Ontario Masters Softball Cricket On The Move

Softball cricket has always been a part of the Guyanese culture in so much that immigrants to North America and especially here in Toronto, Canada, were determined to keep the sport alive despite the usual short summer. After a few pick and play games, softball cricket took off in Toronto in the 90’s. As the games became more competitive, some of our expats had the vision to form a league that that caters mainly to the matured players, aged 40 years and up, and in 1999, the Ontario Masters Softball Cricket Clubs (OMSCC) was founded.

The Masters League started off with four teams, Guyana Sports Club, All- Stars, Silver Knights and Kitty Campbellville Sports Club. As the years have gone by, the OMSCC has expanded as more cricketers have chosen to join an organization that strives to promote the game with integrity and true sportsmanship. Today, the OMSCC has a whooping twenty-eight (28) teams and counting in competition. Currently there are 20 Over-40 teams another 8 teams in an Over-50 Division that was founded in 2010 to ensure this age group is afforded the opportunity to continue playing their boyhood games.

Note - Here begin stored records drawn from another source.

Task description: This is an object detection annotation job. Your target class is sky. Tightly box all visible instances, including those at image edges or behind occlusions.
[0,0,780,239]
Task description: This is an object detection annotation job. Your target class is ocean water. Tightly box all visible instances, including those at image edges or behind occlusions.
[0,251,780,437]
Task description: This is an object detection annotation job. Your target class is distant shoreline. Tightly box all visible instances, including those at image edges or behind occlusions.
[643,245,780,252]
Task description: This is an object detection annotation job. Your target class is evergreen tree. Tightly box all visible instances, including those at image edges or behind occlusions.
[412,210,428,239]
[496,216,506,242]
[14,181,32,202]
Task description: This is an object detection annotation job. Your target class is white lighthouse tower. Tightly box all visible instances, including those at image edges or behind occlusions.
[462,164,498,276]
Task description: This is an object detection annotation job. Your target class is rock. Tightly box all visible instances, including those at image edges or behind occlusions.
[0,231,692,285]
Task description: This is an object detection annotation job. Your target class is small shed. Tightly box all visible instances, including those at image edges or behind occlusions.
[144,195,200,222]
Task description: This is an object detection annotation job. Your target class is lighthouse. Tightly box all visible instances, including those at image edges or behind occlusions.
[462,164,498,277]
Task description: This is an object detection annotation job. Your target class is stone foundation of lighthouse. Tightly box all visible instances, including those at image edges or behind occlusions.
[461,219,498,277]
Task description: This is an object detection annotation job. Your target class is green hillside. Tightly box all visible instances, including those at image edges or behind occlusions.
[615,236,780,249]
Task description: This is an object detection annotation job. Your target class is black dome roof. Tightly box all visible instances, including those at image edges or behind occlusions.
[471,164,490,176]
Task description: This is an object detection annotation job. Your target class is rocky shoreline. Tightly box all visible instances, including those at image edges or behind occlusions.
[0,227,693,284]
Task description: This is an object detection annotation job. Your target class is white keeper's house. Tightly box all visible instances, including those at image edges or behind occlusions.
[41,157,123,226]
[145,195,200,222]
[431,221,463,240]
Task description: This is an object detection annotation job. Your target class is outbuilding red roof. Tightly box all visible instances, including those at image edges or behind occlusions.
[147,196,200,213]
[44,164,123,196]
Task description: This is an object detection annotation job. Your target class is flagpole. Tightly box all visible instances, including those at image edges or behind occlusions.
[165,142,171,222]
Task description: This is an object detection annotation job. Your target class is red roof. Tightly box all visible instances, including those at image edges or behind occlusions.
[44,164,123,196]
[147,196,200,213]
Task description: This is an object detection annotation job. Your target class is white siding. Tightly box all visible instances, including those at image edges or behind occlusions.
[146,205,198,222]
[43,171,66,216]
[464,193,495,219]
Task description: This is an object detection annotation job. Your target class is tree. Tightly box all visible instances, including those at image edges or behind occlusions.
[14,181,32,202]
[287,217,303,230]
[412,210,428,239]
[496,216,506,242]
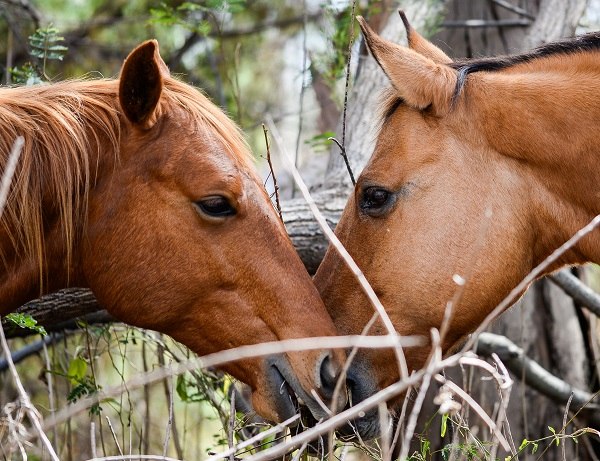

Another significant OMSCC milestone which started in 2012 was the introduction of annual inter-county games comprising of players from their Guyanese birth Counties: Berbice, Demerara and Essequibo. During the same year, the OMSCC participated in international softball cricket tournaments that were held in the US and Guyana and for the first time in 2015, the OMSCC proudly hosted a similar and quite successful tournament in Toronto. With great enthusiasm, plans are now underway for the second Toronto tournament, to be held this coming August 4 – 6, 2017.

Last but not least, the OMSCC is now actively attempting to become far more than being only just about Softball Cricket. It aims to give back to the community. Towards that end two years ago, in 2016, the OMSCC set up a Care Fund for the purpose of making appropriate charitable contributions to those in distress. Although it is not at full capacity as yet, the OMSCC is hoping to raise more for this cause through fund raisers and donations.